Невысокий темп роста тайваньских компаний связан еще с одной особенностью экономического развития Тайваня: большинство мануфактур здесь действовало за пределами городских зон. В середине 1960-х годов более половины работающих предприятий Тайваня находились за пределами 16 самых крупных городов. Предприятие представляло собой кустарное производство, на котором, в свободное от основной работы время, были заняты фермеры. Эти компании финансировались из семейных сбережений и использовали семейный труд для производства низкотехнологичного пластика, бумажной продукции и др. В Тайване всегда существовали и крупные государственные предприятия, в особенности нефтехимические, кораблестроительные, алюминиевые, реже производства полупроводников и самолетостроения. Некоторые из этих компаний были основаны в период японской колонизации, а затем были присвоены националистическим правительством, захватившим власть в 1949 году. Возможно, тайваньский государственный сектор не принимался во внимание при расчетах тайваньского экономического роста, но на деле играл серьезную роль в ранние годы островной индустриализации. Но крупные государственные компании всегда были наименее динамичной частью островной экономики, и их доля в национальном доходе постоянно снижалась. Многие из них убыточны и продолжают функционировать, получая государственную поддержку только из соображений национальной безопасности. Развитие крупных компаний в этом регионе возможно лишь при условии владения ими государства. Но именно частный сектор, в основном представленный мелкими компаниями, определил экономический рост, происшедший с конца 1950-х годов.
Как в других азиатских обществах, в китайском существуют коммерческие сети, объединяющие частные предприятия. Крупнейшие и самые известные — японские keiretsu (известные до Второй мировой войны как zaibatsu), такие, как «Сумитомо» или «Митсубиси», — это альянсы компаний, центром которых является банк, распоряжающийся акциями и распределяющий сделки. Представители корейского варианта подобной корпорации, известного как chaebol, — «Самсунг» и «Хьюндай». Эти корпорации достигли уровня развития ведущих западных компаний, но при этом сохранили довольно гибкую структуру, которая допускает большую степень свободы, чем их американские аналоги.
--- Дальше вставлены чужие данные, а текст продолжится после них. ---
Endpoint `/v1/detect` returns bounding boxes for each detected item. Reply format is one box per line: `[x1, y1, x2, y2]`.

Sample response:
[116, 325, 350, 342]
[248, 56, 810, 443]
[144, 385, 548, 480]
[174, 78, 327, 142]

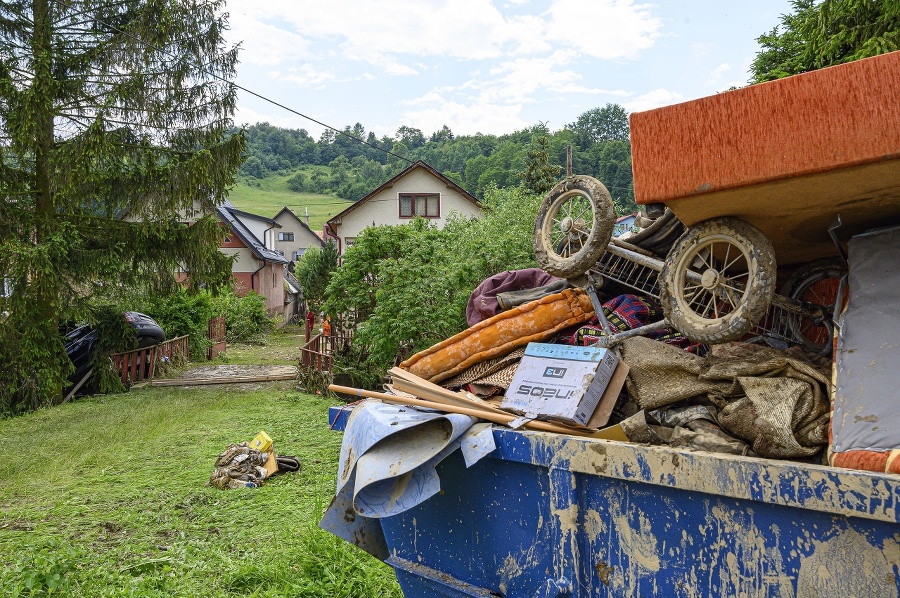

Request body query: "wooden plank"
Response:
[328, 384, 628, 440]
[150, 373, 297, 386]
Природа тайваньских корпораций совершенно иная. В первую очередь они значительно меньше своих японских или корейских аналогов: крупная японская keiretsu объединяет в среднем тридцать одну компанию, корейская chaebol — одиннадцать, тайваньская корпорация — в среднем лишь семь компаний. В среднем размер тайваньских корпораций меньше, так же как и их роль в экономике. В то время как японские или корейские корпорации объединяют крупнейшие и ведущие компании в своих областях, тайваньские группы менее значительны. Из 500 крупнейших предприятий Тайваня всего 40% входят в корпорации. Центром корпораций Тайваня не является банк или какая-либо другая финансовая организация. Большинство тайваньских компаний имеют дело со множеством разных банков, которые в основном принадлежат государству. Наконец, сама природа связей другая: на Тайване они базируются на семейных узах. В этом отношении они близки скорее к своим корейским аналогам, которые также базируются на родстве, чем к японским корпорациям, выставляющим свои акции в открытую продажу.
Причина преобладания мелких компаний в китайских обществах в том, что практически весь частный сектор представлен семейным бизнесом и семейным руководством. Хотя и сложно привести точную статистику владельцев, ясно, что подавляющее большинство мелких компаний, преобладающих в экономической жизни Гонконга, Тайваня и Сингапура, принадлежит отдельным семьям. Крупные, структурированные, открытые, профессионально управляемые корпорации, доминирующие в экономиках Японии или Соединенных Штатов уже на протяжении многих лет, исторически не приживаются в китайских обществах.
Это не означает, что в Китае, Тайване, Гонконге или в Сингапуре нет крупных корпораций или профессиональных менеджеров. Всемирная пароходная компания Гонконга, принадлежавшая сэру Юконгу Пао, была в свое время крупнейшей в Азии и имела представительства по всему миру. Гигантская империя Ли Кашинга, также базировавшаяся в Гонконге, управлялась множеством специалистов. Десятки семей-миллионеров контролируют крупнейшие компании Тайваня и Гонконга. 55% капитала гонконгской фондовой биржи контролируется десятью семьями (из них семь китайских семей, одна еврейско-британская, две британских). Со стороны эти семейные корпорации выглядят абсолютно современно. Их представительства разбросаны по всему миру — Сан-Франциско, Лондон, Нью-Йорк и т.д. Но эти крупные компании по-прежнему остаются семейным бизнесом, и региональными офисами зачастую руководят братья, кузены, зятья главы компании в Гонконге или Тайбее. Во главе империи Ли Кашинга стоят двое его старших сыновей, получивших образование в Стэнфорде. Империя Пао незадолго перед его смертью была поделена на четыре части между его зятьями.
Тот факт, что многие из этих компаний выставляют на продажу свои акции, не значит, что семья теряет свой контроль над ними. Семья обычно оставляет себе долю в 35—40%, что гарантирует ей право решающего голоса. Еще чаще большим процентом акций владеет банк или финансовая компания, контролируемая той же семьей. Такое сочетание собственников часто приводит к тому, что не удается установить, что настоящим собственником все же является одна семья.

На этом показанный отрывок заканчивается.